Скотт форсировал гонку. Он проходил тринадцать миль в день, почти сравнивая счёт с пятнадцатью милями Амундсена. Но достигалось это ценой неимоверных усилий. Скотт двигался по девять-десять часов и тащил большой вес. Вначале Эванс принял условия игры, но 27 декабря начал сдавать. Скотт был раздражён; после нескольких испытаний он обнаружил, что сани Эванса плохо управляются, и обвинил его в том, что он слишком сильно затянул ремни, в результате чего деформировались рама и полозья. Как жестоко резюмировал Скотт, команда Эванса «не справилась, [вымоталась], и я им прямо сказал, что они должны бороться с проблемой и решить её самостоятельно».
Скотт не понимал (или, наоборот, хорошо понимал), что Эванс устал. К тому моменту он протащил сани уже на 400 миль больше, пройдя с ними почти всю длину Барьера, с тех пор как вышли из строя мотосани. У него началась первая стадия цинги. Теперь он постоянно отставал. Когда в канун нового 1912 года они, наконец, дошли до плато, группа Эванса, как заметил Скотт, «была в мрачном настроении, они плохо справлялись». Скотт довёл Эванса до предела, да и его людей тоже, хотя это пока было не столь очевидно. Заставлять людей тащить на себе по 200 фунтов груза вверх, на высоту в 10 тысяч футов, было довольно бесчеловечно даже без каких-либо ссор и ускоренных переходов.

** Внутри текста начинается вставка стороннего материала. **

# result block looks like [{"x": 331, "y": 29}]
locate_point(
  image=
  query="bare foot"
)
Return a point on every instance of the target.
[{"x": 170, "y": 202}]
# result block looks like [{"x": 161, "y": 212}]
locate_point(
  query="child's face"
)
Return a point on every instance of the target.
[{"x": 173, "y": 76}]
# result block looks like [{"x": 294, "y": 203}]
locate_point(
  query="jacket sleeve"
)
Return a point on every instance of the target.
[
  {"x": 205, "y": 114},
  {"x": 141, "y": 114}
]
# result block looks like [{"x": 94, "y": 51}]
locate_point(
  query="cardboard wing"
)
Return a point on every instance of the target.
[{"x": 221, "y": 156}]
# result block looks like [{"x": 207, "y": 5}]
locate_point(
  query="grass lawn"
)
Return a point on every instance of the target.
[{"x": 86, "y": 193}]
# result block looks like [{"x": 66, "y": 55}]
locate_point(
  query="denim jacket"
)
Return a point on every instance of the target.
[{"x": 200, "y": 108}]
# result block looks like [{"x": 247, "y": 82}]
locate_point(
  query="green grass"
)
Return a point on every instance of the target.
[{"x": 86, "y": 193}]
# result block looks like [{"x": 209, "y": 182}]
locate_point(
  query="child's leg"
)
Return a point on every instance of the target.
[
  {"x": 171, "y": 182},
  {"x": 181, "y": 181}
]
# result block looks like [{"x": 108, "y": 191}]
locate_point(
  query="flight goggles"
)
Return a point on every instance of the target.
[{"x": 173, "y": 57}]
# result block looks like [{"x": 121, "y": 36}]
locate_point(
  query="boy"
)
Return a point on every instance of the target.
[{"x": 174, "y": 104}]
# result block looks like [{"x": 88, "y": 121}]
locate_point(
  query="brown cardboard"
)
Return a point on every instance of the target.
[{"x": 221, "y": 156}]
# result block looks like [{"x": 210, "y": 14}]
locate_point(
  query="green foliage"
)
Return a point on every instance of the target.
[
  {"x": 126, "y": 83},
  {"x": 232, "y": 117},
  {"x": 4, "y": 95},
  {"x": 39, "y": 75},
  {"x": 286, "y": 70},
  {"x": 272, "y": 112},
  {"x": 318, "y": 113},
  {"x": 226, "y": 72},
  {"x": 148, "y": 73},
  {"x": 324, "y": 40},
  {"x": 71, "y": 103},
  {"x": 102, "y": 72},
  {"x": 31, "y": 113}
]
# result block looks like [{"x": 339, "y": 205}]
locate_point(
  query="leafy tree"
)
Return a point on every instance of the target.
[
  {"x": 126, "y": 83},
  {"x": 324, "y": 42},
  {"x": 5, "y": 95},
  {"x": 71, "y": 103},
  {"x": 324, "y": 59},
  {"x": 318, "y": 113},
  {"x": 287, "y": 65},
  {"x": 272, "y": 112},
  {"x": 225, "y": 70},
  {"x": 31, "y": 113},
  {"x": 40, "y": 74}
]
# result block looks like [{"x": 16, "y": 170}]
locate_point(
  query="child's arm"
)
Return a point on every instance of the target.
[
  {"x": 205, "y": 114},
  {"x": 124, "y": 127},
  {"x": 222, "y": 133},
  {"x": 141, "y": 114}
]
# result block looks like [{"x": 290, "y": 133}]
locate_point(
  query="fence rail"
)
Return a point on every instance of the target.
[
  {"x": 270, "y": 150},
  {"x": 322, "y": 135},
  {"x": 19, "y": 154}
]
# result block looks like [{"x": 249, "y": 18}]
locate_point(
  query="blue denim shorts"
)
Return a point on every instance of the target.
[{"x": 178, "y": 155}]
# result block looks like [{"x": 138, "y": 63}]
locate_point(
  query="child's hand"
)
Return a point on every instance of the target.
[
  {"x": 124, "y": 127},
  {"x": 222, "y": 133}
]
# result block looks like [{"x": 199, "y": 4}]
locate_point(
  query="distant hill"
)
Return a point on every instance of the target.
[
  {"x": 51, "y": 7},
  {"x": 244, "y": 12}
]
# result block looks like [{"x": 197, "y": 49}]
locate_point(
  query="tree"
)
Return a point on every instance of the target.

Трения между Скоттом и Эвансом беспокоили Уилсона. После визита в палатку Эванса 30 декабря он очень огорчился — «Тедди» Эванс отчаянно стремился к полюсу. Между тем состав финальной партии ещё не был оглашён.
Это объявление не могло откладываться надолго. Вечером накануне нового года Скотт приказал команде Эванса снять лыжи и дальше идти пешком. Это было довольно странно, но Скотт не объяснил своих мотивов. Однако его собственная группа продолжала двигаться на лыжах, и единственной подсказкой о том, что было у него на уме, может стать запись в его дневнике: «тяжёлый переход для людей без лыж и довольно лёгкий для нас». Он явно решил взять на полюс свою команду и поэтому стремился вывести из строя Эванса для того, чтобы облегчить себе задачу, когда придётся отправить его назад.
После короткого перехода Скотт разбил лагерь для того, чтобы старшина Эванс и Крин смогли разобрать и укоротить сани с двенадцати до десяти футов, сделав их легче и улучшив ход по снегу. Это заняло восемь часов — намного дольше, чем ожидал Скотт. Такая работа не вызвала энтузиазма у его спутников: её приходилось делать в дороге, на обжигающем холоде, обмораживая пальцы. Но Скотт настаивал. В это же время Эванс сильно повредил руку — с ним часто случались такие инциденты. Ещё в ходе экспедиции «Дискавери» Шеклтон заметил, что он «неуклюжий».
Скотт пообещал всем поздний подъём в честь Нового года — в девять тридцать, и всё же выгнал всех на улицу, как обычно, в полвосьмого. Поход к полюсу продолжился с ощущением, что 1912 год начинается не очень счастливо.
На следующий день ледник Бэрдмора остался позади. Было похоже, что они преодолели все препятствия и достигли плато. Впереди лежала лишь прямая дорога к полюсу, до которого оставалось 150 миль. Сделав своё дело, вспомогательная группа могла возвращаться назад. На следующее утро прямо перед выходом Скотт заглянул в палатку Эванса, чтобы сообщить новости. Он боялся этого момента и оттягивал его до последнего, поскольку с самого начала вселил в Эванса уверенность, что тот отправится на полюс.